Leaves whirl like dervishes in the insistent wind. The smoke of burning forests bites my eyes. Sunlight shines through cloudless skies onto parched ground. The mountains moan for rain; stubbled valleys echo their wordless, desperate prayer.

Fall’s changes anticipate bleak and beautiful winter, when daylight lessens and hope learns to thrive in darkness. I breathe the air of loveliness, loss, and longing.

In New York City and Washington, D.C., shifting power-plates grind against each other. The culture quakes. Chasms open. Some certainties topple. The terrain of expectation rises and falls. I’m unsteady on my feet, while others stride triumphantly. Depending on who you are, it’s morning or mourning in America.

In our political upheaval, I hear a call to the local and to the daily. What can I do here and now, among the people I know or could know or could know better?

We have responsibilities beyond the local, of course, but most of our actual opportunities are where we live and work, among the people who drive the same roads we drive, shop in the same stores, and have the same doctors. We have a chance to make a difference with people whose partners are our acquaintances, whose children we know, and whose mother taught us when we were kids.
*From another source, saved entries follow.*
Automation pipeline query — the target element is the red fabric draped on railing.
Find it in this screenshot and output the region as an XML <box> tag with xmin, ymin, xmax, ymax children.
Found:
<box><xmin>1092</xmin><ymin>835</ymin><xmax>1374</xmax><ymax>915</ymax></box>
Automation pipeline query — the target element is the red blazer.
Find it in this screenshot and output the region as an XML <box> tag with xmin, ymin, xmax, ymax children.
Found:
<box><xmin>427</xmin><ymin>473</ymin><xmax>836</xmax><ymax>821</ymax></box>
With friends who are working for causes that matter to them and to me, what kind of encouragement can I offer?

With friends who see the world differently than I do, and with people who aren’t yet friends and whose experience of life isn’t much like mine, how can I listen and speak in ways that open the possibility for mutual suspicion to become mutual understanding?

How can I provide support for groups and agencies who help us to serve people on the margins and the underside?

How can I—white, straight, middle-class, and well-connected—use my voice to speak for those who justifiably worry that speaking will expose them as targets for those who would harm them?

How can I not let the trivial things crowd out the truly important ones? And how can I do that today?

These questions are personal, not just political. The smoky horizon of these fall days resembles the view from my soul. My bones burn. The tender-fierce Spirit wants to stir up some dervish-like dancing amid the decaying and dying.

In The Roadless Yak, environmentalist Rick Bass said: “When I am alone in the woods, and the struggle seems insignificant or futile, or when I am in a public meeting and am being kicked all over the place, I tell myself that little things matter — and I believe that they do.” 

They do. Little, local, and daily things are the near edge of our calling.